The identities of the jurors selected will be anonymous, and they will also be partially sequestered. The judge made that decision earlier this year, as NPR's Vanessa Romo reported, "to protect the integrity of the trial and to mitigate any fear of harassment or intimidation in the jurors' minds."
Guzmán's lawyer Jeffrey Lichtman said his client is ready for the trial to begin, according to NPR's Carrie Kahn. "The 9/11 co-conspirators were kept in better conditions than Mr. Guzmán, so he is happy to get out of the 23-hour lock-up with very little human contact," Lichtman said.
Before his extradition, Guzmán escaped from prison in Mexico – twice.
"In 2015 he got out via a long tunnel with a motorcycle track beneath what was supposed to be the country's most secure prison," Kahn reported. "During his freedom then, he secretly met with actor Sean Penn, who wrote about the encounter for Rolling Stone magazine."
"I supply more heroin, methamphetamine, cocaine and marijuana than anybody else in the world," Guzmán allegedly said during that interview. "I have a fleet of submarines, airplanes, trucks and boats."
The identities of those testifying against Guzmán are redacted in court documents, as The Associated Press reports. The wire service adds that "according to court papers, some are being held in special jail units for their protection, while others are in witness protection programs."
U.S. prosecutors are asking for a life sentence for Guzmán and a forfeiture amounting to at least $14 billion. According to The New York Times, they intend to present evidence that Guzmán was involved in at least 33 murders.
The judge, Brian M. Cogan, has reportedly expressed frustration at the sheer amount of testimony such a large number of killings would involve.
"This is a drug conspiracy case that involves murders," Cogan said at a recent hearing, according to the Times. "I'm not going to let you try a murder conspiracy case that happens to involve drugs. ... Take your best shot and cut the rest."
The courthouse itself is under tight security, and physically transporting Guzmán to Brooklyn from a federal jail in Manhattan is proving to be complicated, as the AP reported.
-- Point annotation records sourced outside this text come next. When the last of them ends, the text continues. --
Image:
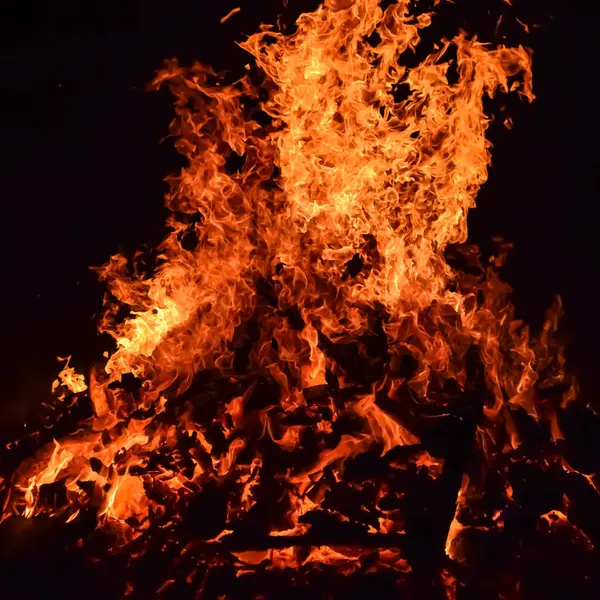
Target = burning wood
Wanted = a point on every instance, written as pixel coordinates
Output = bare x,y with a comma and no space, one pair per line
317,385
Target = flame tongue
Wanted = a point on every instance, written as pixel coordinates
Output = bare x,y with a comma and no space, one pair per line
302,319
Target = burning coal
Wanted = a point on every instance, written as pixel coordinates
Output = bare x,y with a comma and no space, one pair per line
314,376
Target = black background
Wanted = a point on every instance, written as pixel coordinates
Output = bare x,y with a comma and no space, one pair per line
83,158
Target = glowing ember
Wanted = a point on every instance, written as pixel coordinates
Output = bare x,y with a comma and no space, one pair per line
304,319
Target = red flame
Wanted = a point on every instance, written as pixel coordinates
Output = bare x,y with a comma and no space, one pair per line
278,280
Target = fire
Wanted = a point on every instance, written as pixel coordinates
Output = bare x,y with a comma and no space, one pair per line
303,313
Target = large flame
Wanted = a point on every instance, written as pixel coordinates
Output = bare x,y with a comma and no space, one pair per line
310,230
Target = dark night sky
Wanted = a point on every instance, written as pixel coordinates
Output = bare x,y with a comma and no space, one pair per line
82,164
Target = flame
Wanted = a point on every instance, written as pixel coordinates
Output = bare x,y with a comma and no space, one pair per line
356,176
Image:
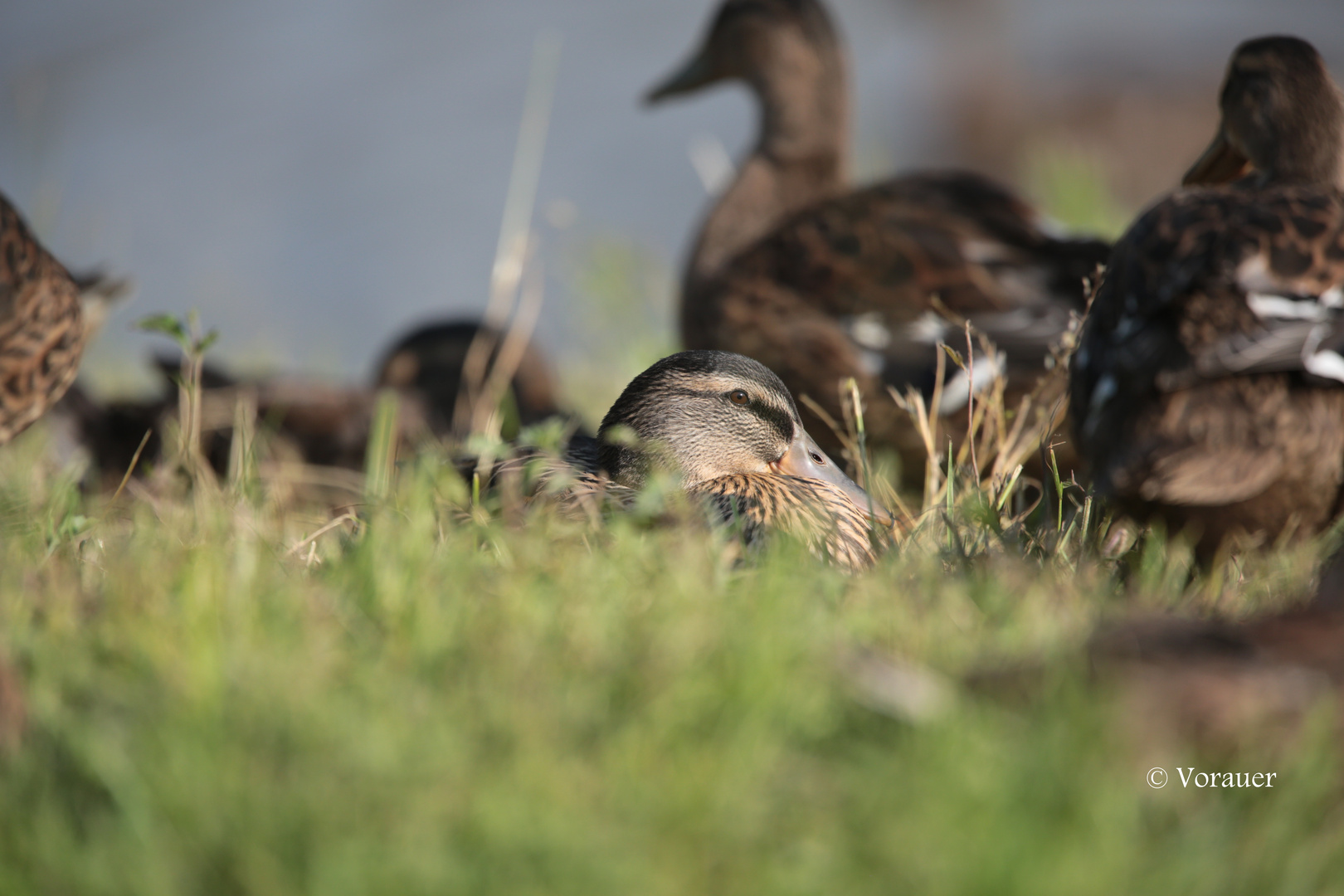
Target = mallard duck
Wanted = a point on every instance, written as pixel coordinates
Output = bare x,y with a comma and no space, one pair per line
871,285
732,430
788,54
1209,384
429,362
42,328
825,286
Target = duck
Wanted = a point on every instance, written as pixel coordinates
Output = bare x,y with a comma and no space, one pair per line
730,430
42,327
789,56
871,282
1209,379
427,362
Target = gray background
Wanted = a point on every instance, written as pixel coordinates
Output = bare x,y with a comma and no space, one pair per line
314,176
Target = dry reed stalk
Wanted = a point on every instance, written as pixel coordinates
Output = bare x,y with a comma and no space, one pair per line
515,229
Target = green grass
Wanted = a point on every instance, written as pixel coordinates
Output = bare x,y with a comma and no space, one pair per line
455,702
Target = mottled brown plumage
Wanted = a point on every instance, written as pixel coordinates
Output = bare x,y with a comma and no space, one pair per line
42,328
850,288
1209,388
788,54
732,431
821,286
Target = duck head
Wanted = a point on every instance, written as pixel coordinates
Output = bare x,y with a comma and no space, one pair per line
760,42
1281,119
714,414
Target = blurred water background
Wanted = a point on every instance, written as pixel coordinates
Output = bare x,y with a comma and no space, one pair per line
314,176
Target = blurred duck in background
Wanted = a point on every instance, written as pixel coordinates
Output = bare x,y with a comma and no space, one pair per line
873,282
788,54
730,430
429,362
42,327
314,423
1209,384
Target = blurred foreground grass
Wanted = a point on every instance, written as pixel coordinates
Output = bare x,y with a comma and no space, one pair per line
441,702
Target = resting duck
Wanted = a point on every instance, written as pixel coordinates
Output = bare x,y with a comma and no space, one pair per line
1209,384
732,430
788,54
42,327
845,285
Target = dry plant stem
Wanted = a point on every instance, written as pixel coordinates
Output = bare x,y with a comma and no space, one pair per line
134,460
515,227
863,449
241,457
485,416
971,402
312,539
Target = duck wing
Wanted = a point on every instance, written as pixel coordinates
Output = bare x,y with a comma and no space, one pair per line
1209,288
1253,277
42,331
889,265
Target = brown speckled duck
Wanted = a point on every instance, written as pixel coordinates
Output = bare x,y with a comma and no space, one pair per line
42,328
788,54
1209,384
732,430
847,285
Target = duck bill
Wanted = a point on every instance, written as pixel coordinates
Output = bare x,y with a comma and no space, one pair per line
695,74
808,461
1220,164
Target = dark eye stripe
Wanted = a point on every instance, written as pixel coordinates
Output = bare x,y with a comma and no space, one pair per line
778,419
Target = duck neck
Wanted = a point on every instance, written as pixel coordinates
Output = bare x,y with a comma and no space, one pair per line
800,158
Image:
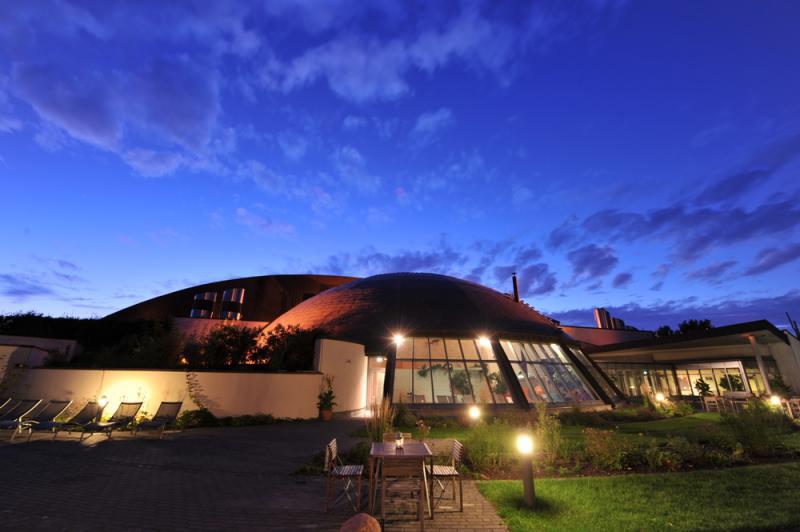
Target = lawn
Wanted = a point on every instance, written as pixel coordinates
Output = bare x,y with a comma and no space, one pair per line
762,497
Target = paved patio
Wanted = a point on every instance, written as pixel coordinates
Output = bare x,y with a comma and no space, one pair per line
203,479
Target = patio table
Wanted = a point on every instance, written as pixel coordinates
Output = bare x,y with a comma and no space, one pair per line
418,451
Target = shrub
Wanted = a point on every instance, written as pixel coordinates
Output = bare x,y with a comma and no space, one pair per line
682,408
548,435
758,428
604,450
381,421
488,446
190,419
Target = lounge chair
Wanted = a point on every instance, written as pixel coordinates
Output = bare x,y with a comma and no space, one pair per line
90,413
17,412
165,416
47,414
124,416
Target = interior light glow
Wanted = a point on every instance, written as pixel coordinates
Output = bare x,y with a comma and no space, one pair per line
524,444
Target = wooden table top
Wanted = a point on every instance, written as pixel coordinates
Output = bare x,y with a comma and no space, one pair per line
410,449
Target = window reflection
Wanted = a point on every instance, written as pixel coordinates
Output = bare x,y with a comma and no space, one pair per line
448,371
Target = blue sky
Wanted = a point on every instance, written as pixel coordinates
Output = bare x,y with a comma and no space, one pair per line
641,156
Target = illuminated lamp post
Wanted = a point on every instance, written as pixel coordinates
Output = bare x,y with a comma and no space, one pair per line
525,449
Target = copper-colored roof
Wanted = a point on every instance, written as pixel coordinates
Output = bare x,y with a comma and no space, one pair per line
266,297
369,311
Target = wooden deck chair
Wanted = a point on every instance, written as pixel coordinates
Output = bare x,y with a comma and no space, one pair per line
403,478
449,474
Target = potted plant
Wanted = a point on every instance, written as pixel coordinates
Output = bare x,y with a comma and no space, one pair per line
326,398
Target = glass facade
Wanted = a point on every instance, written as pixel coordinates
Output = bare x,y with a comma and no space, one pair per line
545,373
682,379
447,371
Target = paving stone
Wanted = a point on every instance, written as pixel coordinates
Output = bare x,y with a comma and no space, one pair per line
203,479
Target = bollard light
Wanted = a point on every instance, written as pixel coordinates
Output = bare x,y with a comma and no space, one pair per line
525,445
474,413
525,448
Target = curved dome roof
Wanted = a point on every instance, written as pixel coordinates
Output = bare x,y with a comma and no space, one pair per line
266,297
369,311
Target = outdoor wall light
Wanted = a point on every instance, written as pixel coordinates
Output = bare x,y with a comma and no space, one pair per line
525,448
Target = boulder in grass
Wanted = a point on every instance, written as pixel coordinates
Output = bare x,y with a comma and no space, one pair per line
361,523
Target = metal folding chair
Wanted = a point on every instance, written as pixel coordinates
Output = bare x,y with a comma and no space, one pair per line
336,471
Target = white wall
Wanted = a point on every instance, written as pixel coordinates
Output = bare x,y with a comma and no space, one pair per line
347,363
284,395
225,393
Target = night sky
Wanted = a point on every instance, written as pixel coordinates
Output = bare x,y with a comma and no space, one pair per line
641,156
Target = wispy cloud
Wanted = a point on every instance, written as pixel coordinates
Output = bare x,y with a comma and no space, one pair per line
262,225
429,124
770,258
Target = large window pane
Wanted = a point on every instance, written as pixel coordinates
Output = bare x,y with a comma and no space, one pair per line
422,382
537,383
521,371
498,384
470,351
453,349
462,388
477,378
402,382
440,373
421,349
512,350
437,348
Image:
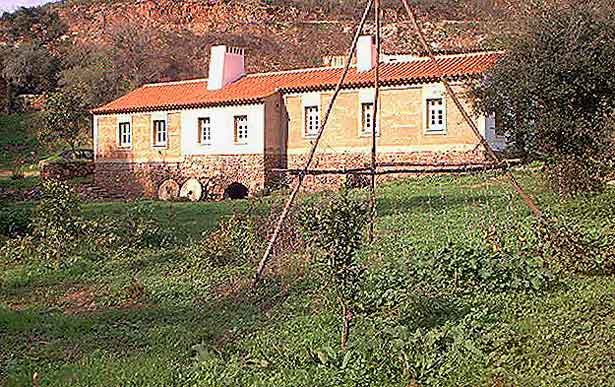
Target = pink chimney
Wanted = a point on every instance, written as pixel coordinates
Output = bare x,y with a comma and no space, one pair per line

"For pre-trial hearings, authorities opted to transport him to and from jail by shutting down the Brooklyn Bridge to make way for a police motorcade that included a SWAT team and an ambulance, all tracked by helicopters," the wire service said.
The judge has said there would be "adjustments" during the trial, according to the AP, with some speculation that Guzmán would be temporarily held at a different location.